Friday, May 13, 2011

Seven years

My first official blog post is dated May 14, 2004.  I actually had a placeholder post up before this, one that just said "Coming soon..." that I had put up that morning before going to work, but it's gone now.

Most of the people who I linked to when I first started blogging are gone now, at least gone from the blogosphere.  Sammie.  Camilla.  Bill still blogs once in a while.  Sammie I keep in touch with, sort of, and hints of Camilla's life leak out to the outside world now and then.  But Sammie's beautiful layouts and long, thoughtful posts, and Camilla's almost spastic design changes and telegraphic, link-heavy missives are gone.  Fran and Jen are gone, too. Have been for a long time.

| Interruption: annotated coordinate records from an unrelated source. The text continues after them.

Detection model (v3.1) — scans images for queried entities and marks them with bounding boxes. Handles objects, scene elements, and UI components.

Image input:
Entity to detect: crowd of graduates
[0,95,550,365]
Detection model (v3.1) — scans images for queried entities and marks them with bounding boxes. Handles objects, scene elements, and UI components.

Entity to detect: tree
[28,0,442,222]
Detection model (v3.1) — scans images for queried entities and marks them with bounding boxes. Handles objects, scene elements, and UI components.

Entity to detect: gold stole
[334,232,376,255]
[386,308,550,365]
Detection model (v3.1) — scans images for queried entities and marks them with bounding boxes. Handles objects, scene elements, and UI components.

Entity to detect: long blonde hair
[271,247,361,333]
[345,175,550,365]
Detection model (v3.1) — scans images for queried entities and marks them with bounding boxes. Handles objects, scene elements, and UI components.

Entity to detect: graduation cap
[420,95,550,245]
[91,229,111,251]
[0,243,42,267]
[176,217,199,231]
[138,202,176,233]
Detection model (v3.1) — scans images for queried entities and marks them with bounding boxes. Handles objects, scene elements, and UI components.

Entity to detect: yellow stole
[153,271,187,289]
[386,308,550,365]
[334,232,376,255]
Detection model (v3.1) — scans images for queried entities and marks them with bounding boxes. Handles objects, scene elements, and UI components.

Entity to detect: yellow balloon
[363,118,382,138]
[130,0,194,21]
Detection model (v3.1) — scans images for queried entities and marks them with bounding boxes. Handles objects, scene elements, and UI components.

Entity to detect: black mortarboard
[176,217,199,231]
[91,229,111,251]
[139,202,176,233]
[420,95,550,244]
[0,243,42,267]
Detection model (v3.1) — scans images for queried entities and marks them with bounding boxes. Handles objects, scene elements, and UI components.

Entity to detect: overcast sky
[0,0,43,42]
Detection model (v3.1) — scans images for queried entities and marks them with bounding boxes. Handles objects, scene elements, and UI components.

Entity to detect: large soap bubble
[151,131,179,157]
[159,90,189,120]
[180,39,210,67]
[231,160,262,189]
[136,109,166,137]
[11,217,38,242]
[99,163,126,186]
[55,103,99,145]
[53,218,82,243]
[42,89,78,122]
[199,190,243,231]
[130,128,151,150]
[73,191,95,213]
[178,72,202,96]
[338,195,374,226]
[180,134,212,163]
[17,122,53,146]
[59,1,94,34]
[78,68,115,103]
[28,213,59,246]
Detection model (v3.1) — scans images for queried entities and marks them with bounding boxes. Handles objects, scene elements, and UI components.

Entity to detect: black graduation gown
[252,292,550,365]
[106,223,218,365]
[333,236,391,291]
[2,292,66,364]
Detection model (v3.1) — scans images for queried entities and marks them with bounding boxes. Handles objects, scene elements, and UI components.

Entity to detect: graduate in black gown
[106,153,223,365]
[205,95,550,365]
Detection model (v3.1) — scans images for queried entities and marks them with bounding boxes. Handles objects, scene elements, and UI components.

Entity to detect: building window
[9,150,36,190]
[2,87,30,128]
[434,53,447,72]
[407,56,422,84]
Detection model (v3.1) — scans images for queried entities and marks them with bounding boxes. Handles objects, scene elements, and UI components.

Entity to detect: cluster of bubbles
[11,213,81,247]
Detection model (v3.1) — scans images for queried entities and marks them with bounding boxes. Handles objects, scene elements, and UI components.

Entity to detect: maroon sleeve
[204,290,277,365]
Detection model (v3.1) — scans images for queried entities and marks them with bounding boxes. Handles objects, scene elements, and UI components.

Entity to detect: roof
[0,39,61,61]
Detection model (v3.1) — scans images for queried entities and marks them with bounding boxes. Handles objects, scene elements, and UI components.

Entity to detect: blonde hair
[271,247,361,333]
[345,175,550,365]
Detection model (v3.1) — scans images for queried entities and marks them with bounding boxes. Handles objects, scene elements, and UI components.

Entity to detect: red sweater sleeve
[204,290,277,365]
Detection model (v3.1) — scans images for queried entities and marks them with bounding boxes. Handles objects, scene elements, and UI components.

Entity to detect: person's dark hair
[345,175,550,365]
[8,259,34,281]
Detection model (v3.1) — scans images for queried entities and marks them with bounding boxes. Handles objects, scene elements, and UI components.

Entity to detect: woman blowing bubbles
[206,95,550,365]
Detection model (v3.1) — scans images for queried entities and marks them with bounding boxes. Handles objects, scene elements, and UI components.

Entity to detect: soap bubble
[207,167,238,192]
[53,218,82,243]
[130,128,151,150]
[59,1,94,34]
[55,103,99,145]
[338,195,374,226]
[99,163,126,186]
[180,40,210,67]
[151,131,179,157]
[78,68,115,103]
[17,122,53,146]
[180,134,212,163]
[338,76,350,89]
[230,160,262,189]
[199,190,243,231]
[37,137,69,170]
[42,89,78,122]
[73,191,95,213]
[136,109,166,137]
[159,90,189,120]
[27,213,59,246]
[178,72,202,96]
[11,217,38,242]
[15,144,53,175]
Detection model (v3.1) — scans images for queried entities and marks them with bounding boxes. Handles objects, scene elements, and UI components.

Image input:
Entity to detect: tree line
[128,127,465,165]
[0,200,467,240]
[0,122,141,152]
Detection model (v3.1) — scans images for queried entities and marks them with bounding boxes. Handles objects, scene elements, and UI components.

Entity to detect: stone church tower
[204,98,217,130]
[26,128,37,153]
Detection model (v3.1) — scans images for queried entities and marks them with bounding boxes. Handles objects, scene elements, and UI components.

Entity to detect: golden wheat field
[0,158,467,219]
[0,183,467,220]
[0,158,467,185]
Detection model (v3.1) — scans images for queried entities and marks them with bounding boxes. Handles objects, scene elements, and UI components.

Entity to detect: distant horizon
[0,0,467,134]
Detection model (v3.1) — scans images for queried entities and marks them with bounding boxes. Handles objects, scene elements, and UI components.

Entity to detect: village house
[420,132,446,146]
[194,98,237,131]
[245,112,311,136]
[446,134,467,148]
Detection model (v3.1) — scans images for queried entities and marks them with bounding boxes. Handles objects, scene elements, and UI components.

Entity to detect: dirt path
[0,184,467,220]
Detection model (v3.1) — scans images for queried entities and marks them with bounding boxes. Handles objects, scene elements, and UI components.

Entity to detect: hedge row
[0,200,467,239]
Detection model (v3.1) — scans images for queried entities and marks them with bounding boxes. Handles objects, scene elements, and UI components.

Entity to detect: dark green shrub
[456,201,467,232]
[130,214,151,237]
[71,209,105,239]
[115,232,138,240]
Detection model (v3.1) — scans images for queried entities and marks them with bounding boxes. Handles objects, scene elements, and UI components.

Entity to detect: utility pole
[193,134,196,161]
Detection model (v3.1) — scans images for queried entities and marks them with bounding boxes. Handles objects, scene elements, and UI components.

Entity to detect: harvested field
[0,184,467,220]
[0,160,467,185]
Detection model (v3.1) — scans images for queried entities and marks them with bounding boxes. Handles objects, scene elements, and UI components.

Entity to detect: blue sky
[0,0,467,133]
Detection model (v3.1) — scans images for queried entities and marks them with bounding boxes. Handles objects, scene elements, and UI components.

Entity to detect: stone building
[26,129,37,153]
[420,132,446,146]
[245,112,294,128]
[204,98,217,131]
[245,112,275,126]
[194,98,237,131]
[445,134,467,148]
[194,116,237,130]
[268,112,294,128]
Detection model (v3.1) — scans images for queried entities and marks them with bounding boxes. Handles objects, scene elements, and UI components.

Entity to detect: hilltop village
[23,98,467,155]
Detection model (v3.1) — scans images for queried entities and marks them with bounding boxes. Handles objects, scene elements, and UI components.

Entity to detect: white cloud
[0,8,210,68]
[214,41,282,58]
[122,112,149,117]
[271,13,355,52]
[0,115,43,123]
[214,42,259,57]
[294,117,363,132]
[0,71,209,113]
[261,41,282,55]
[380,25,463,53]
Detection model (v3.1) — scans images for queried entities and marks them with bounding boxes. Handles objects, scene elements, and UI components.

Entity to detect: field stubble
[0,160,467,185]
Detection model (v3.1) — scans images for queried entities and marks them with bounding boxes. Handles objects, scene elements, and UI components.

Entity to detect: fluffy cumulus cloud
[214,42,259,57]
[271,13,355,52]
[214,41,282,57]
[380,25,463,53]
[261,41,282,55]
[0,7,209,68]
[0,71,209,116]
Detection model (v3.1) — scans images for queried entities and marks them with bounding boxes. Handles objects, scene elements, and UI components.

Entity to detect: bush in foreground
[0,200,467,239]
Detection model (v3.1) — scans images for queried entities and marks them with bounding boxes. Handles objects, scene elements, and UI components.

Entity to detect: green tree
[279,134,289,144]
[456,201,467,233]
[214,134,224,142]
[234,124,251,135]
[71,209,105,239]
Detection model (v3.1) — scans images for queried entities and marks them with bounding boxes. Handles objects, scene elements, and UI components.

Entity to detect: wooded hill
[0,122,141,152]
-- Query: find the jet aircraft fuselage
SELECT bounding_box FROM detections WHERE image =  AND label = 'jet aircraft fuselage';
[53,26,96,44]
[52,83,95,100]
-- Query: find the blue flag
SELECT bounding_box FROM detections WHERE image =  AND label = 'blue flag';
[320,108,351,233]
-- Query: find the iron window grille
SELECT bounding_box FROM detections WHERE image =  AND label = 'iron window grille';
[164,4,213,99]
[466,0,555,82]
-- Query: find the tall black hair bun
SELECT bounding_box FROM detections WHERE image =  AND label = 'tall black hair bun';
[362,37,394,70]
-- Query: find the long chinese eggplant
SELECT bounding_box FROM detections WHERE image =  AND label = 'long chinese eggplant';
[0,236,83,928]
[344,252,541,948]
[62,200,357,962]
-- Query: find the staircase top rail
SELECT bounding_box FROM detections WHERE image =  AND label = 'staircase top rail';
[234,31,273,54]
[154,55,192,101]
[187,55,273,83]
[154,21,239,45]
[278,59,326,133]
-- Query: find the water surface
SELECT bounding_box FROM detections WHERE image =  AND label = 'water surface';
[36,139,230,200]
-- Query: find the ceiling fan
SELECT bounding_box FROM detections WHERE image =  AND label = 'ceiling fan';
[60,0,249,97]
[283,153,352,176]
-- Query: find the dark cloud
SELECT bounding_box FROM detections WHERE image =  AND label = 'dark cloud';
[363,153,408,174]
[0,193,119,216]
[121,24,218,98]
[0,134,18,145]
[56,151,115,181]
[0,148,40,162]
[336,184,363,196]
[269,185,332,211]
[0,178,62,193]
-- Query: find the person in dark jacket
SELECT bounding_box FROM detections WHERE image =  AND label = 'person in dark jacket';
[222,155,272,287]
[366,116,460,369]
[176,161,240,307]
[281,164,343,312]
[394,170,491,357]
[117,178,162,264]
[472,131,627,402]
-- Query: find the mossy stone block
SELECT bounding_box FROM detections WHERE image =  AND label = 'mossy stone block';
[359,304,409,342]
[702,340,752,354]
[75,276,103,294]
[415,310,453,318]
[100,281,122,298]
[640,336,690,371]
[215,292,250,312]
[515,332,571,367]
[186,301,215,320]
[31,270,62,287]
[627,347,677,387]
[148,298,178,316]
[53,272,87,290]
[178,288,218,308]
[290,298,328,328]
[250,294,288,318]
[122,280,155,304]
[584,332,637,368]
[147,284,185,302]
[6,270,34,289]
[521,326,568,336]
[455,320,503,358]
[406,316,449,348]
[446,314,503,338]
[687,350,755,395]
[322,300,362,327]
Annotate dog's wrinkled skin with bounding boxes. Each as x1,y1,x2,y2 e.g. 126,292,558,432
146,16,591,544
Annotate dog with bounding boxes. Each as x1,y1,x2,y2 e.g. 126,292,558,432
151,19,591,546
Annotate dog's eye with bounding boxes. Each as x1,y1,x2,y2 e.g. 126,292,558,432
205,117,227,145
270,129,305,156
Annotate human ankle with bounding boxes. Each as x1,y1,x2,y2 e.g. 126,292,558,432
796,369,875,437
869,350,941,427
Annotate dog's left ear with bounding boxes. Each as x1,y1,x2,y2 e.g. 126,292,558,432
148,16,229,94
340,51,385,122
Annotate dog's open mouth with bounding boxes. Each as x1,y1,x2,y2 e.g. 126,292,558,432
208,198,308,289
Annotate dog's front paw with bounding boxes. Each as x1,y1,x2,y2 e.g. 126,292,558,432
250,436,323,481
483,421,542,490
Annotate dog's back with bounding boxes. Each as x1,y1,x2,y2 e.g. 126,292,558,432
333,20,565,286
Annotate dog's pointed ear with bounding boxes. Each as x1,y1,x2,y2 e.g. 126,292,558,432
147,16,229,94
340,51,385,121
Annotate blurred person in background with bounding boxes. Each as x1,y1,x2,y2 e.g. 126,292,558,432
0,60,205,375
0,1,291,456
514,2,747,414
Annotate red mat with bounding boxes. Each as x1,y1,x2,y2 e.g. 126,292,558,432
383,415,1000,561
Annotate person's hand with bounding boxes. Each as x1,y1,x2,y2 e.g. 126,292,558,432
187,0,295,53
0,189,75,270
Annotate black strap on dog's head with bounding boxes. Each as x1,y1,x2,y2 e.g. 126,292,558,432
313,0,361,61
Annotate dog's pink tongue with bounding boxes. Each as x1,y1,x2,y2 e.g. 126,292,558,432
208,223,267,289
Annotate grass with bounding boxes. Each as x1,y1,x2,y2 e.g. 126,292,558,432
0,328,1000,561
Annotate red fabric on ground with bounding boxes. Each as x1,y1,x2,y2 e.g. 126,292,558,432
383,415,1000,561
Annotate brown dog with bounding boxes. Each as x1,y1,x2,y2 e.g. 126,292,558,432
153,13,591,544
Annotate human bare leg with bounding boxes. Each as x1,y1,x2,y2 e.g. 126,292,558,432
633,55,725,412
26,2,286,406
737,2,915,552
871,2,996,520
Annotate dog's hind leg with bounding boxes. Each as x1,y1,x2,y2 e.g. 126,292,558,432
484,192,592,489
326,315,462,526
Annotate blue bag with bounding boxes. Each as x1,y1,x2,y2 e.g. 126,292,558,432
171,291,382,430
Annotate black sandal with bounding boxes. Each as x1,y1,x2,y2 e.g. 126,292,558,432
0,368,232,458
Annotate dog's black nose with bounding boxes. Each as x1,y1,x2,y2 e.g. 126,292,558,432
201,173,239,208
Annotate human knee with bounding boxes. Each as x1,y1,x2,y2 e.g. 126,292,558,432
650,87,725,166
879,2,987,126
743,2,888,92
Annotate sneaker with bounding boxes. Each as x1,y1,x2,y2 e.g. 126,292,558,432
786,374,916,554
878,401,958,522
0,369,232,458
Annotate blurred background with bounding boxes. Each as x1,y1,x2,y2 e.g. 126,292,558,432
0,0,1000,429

Even a lot of the people I linked to after I'd been blogging for a while are gone.  Not like I'm the last blogger standing or anything, though.  Mark and Michelle had blogs before I (or most of the rest of the world) had heard the term.  Gort and Dave Yonki and Jennifer D. Wade have been blogging almost as long as I have.

My life has gone through a lot of changes since I started blogging.  Deaths.  Births. I bought my grandmother's house. Friends have come and gone.  I've met some amazing people. I've lost my job, twice.

I've been trying to capture it all here.  For a while I was trying to force myself into the discipline of posting once a day.  Ironically, I've stopped doing that at a point in my life when I routinely have enough time to do it. But there are other more serious matters pressing on me, and even when I do have the time to blog, I feel like it is a frivolous waste of time relative to the things I have to do.

But it's not a waste.  This blog is my external memory.  I've watched my father and my grandmother on my mother's side slip away into the Great Forgetting.  I worry that someday that will be my fate as well. And all my memories, all my stories, all my ideas and opinions, all the rainbows and sunsets and dogwalks and long drives to work in miserable weather will be gone, forgotten, nothing.  By externalizing them at least there is a chance that some of them will live on.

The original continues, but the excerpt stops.